Impacting Farming on a Global Scale

Manual harvest.  (photo: Simon Allen)

Manual harvest. (photo: Simon Allen)

When the Farmwave web app went live a few months ago, we were encouraged at the amount of response it got from locations around the world. We saw activity everywhere from India to Australia, from Brazil to Uzbekistan, from South Africa to France. Growers were trying out the communications platform and taking the smart tools for a spin.

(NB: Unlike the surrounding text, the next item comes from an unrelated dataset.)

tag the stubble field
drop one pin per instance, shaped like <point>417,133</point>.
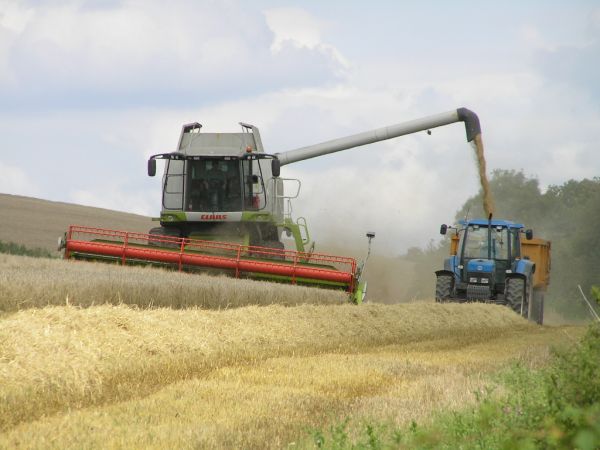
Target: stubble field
<point>90,357</point>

As we continue to expand our database of diseases in crops like corn, soy and wheat, we have seen growers begin to adopt Farmwave as a tool to check on crop anomalies. These findings can then be privately shared with other growers in their region on the platform to warn them or draw on their expertise for treatment solutions.

Monitoring crops in Uganda.  (photo: Charles Nambasi)

Monitoring crops in Uganda. (photo: Charles Nambasi)

This week we are finishing our French translation of the app, making it easier for francophones to utilize the smart tools. More translations will follow.

Given the diverse range of agricultural styles across the globe, our image analysis development continues to be a benefit for farmers at every growing stage. With tools such as kernel counting they can quickly estimate yield potential.

Equipped with only a smart phone, farmers can scout their crops while offline, and upload the imagery for analysis once they are back in range.

Monitoring grain loss at harvest allows growers to take steps to minimize waste. Simplifying measurements reduces their economic loss.

meeting-83519_1920b.jpg

In October, along with stops in California and France, Farmwave will be presenting our innovations in ground truthing to representatives at the United Nations Conference Centre & African Union as part of the 2019 Grand Challenges Annual Meeting in Addis Ababa, Ethiopia.

We are honored to be able to share the technology of Farmwave with a global audience as we look at non-traditional data collection for better analytics. We’ll also be participating in a joint session on crop production analytics at scale, discussing the training of data collection for pest and disease surveillance and epidemiology.